I like safety and security. I don't thrive on thrill-seeking for the sake of thrill-seeking itself. I was raised to live conservatively, to avoid risk. Most people who know me wouldn't believe that I've spent the greater part of my adult life facing fear. Every Sunday I would note the numbers; attendance, offerings, who was or wasn't present. If the numbers were going the wrong way, fear began to nibble at my heels. Early on in our time at Park church, we decided we wanted to become a single-point church instead of having to share pastoral ministry with another congregation. The financial implications of doing this were enormous for the size congregation we were at the time. We were afraid. Some years later, we decided to start a second service, and knew that some wouldn't be happy with that decision and would leave. And when we decided to build a new facility, we left the ease and safety of knowing we could handle the finances of a small building, but not so sure of managing the maintenance costs of a building three times the size of that meeting house.

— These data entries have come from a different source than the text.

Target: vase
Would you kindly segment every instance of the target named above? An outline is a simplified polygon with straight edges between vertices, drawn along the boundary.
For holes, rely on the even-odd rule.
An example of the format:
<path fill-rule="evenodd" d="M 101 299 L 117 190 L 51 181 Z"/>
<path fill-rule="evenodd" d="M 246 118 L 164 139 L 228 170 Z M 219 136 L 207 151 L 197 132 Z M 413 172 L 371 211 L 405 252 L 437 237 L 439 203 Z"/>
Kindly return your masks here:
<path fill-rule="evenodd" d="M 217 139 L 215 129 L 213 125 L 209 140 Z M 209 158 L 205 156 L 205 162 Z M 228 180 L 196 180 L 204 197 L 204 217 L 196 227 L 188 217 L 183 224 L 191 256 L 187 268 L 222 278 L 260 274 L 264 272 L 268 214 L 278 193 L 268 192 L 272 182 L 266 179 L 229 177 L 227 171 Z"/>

Then there was 2004, when everything seemed to come apart at the seams. We weren't sure Park church could survive. I wasn't sure I could survive. I was afraid; not for me, but for the congregation. God watched over us in love and mercy, and here we are, a healthy congregation, poised to take on new ministry. Looking at it, fear is not an unreasonable emotion.
It occurs to me however, that if there weren't things to be afraid of, there would be no need for this recurring command. If we live our lives in safety and security, why would God have to tell us to not be afraid? There are very real dangers in life. We can avoid them in fear, or we can embrace them in faith. The presence of fear means we are living where God wants us. It is only in that place of fear that his command to fear not makes any sense. And it is only there that faith can come alive.
I don't like living in the place of fear, but I fear living in the place of safety, because when I am there, I am not in the place where God is, and where he can hide me in the shadow of his wings. Tonight, I choose faith in the face of fear, so that I may embrace and be embraced by Christ himself.